3D-Perception

demo-1

This project main goal is performing a perception pipeline to identify objects using a RGB-D camera in a ROS as well to pick objects using PR2 robotic arms.

The ROS setup environment includes:

Robot
Table arrangement
Three target objects on the table
Dropboxes on either sides of the robot

Project Setup

For this setup, catkin_ws is the name of active ROS Workspace, if your workspace name is different, change the commands accordingly
If you do not have an active ROS workspace, you can create one by:

$ mkdir -p ~/catkin_ws/src
$ cd ~/catkin_ws/
$ catkin_make

Now install missing dependencies using rosdep install:

$ cd ~/catkin_ws
$ rosdep install --from-paths src --ignore-src --rosdistro=kinetic -y

Build the project:

$ cd ~/catkin_ws
$ catkin_make

Add following to your .bashrc file

export GAZEBO_MODEL_PATH=~/catkin_ws/src/RoboND-Perception-Project/pr2_robot/models:$GAZEBO_MODEL_PATH

If you haven’t already, following line can be added to your .bashrc to auto-source all new terminals

source ~/catkin_ws/devel/setup.bash

Usage

To run the the project, you should select first one of three scenarios in pick_place_project.launch file and launchg gazebo as follows:

$ roslaunch pr2_robot pick_place_project.launch

Once Gazebo is up and running, make sure you see following in the gazebo world:

Robot
Table arrangement
Three target objects on the table
Dropboxes on either sides of the robot

Afterwards, to run the pipeline and generate the labels for each object you run the 3dperception.py script:

$ rosrun pr2_robot 3dperception.py

Finally, to generate the data to traing SVM model you should also clone sensor_stick ROS package as follows:

$ cd ~/catkin_ws/src/
$ git clone https://github.com/BrunoEduardoCSantos/3D-Perception/tree/master/sensor_stick
$ cd ~/catkin/
$ catkin_make
$ source devel/setting.bash
$roslaunch sensor_stick training.launch
$rosrun sensor_stick capture_features.py

Implementation

The contributions to this project were developed in the following files:

In the following sections will be addressed the approach taken to:

perform the perception pipeline
generate features to training dataset
train the predictive model

Pipeline to process input data cloud from RGB-D camera

1. Pipeline for filtering and RANSAC plane fitting implemented

During this first stage of input data cloud pre-processing the following filtering processes were applied:

Statistical outlier removal
Voxel grid downsampling
Pass through filtering
Plane fitting using RANSAC

Outliers removal was applied to the cloud due to some points over the objects as we can tell from the initial point cloud.

alt_text

In order to remove the outliers we Gaussian distribution, all points whose mean distances are outside of an interval defined by the global distances mean+standard deviation are considered to be outliers and removed from the point cloud. Since the density was not large, the following parameters were considered to define the statistical outlier removal:

mean_k = 50
std_dev = 0.1

After outlier removal we got point cloud after outliers removal.

alt_text

The next step was applying a reduction of point cloud density to feed the train model later on . For this purpose, it was applied a voxel grid downsampling with the following parameter:

leaf_size = 0.005

After applying this process we obtain voxel grid downsampling result

alt_text

The principal to define the density was based on the minimal amout of points to have a object shape.
The next step was applying filtering on z-axis to remove table and on x-axis to remove dropboxes side bound.
For this purpose the following parameters were applied:

z-axis : min= 0.6 ; max = 1.5
x-axis: min = 0.4 ; max = 2.5

After applying pass through filtering we obtain pass through filter result.

alt_text

The last step is fitting plane to extract objects from point cloud using RANSCAC, with a max_dist = 0.04. The small distance is due to density of objects point cloud.
After this final step we obtain RANSAC segmentation.

alt_text

2. Pipeline including clustering for segmentation implemented.

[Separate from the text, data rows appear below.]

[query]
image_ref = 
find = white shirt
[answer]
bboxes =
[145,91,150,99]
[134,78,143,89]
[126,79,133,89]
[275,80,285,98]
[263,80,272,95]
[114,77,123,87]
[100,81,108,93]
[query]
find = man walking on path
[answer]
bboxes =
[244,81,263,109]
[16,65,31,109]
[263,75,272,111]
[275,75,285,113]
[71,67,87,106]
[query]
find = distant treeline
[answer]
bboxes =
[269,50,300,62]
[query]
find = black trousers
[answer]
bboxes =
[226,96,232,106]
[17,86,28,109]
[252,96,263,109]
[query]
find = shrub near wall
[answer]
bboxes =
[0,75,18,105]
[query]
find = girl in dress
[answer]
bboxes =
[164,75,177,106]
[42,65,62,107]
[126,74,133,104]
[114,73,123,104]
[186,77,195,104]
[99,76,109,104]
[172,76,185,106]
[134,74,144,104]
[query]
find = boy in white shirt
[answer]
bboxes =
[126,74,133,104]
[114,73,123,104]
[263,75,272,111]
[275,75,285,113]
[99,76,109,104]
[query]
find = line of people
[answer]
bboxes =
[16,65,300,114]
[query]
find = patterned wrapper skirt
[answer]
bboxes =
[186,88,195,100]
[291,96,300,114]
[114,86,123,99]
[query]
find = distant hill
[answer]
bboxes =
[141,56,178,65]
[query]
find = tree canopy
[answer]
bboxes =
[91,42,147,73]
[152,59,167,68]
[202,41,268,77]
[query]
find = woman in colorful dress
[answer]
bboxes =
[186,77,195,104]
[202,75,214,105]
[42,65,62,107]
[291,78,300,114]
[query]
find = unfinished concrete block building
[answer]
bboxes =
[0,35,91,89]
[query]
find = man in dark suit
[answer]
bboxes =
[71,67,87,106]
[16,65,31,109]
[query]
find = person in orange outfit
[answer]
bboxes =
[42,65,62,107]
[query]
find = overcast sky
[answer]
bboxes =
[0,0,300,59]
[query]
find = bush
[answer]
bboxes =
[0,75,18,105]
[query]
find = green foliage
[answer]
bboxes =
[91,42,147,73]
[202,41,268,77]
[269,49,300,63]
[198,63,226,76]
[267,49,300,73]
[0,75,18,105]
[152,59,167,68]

For the purpose of having segmenation of objects on the table it was used a spatial clustering algorithm called Euclidean clustering.
Euclidean clustering is based on a radius around a random point considering a minimum and maximum number of points to cluster a set of points.
Regarding this concept, it was applied Euclidean clustering with the following parameters values:

radius: 0.027
min_cluster_size: 50
max_cluster_size: 2000

After segmentation process we obtain separate objects on the table.

alt_text

2. Features extraction and SVM trained & Object recognition implementation

In order to predict the labels of the point cloud objects we used as features the normals and colors of associated to each point of object point cloud. After having the dataset for each object we train a SVM model to predict the its label. For this purpose a linear kernel with a tradoff parameter C=0.55. Training on our test dataset we obtain the following confusion matrix.

alt_text

Pick and Place Setup

Object recognition for three test scenarios

After obtain our trained model , this one was applied on our pipeline applied to received images being streamed from camera node in ROS.
As a result, we label the objects for the provided test scenarios, i.e., for different objects on the table (test1.world, test2.world, test3.world).

For test1.world we obtained the following labeled objects:

alt_text

For test2.world we obtained:

alt_text

Finally, for test3.world we obtained:

alt_text

Using the existing ros node that communicates with my perception pipeline to perform sequential object recognition, we obtain requests into output_1.yaml, output_2.yaml, and output_3.yaml for each scene respectively.

Disclamer

This project was cloned from Udacity perception project in the context of Robotics Software Engineer nanodegree.

TODO

Create a collision map of objects on toptable
Finetune pick and place trajectory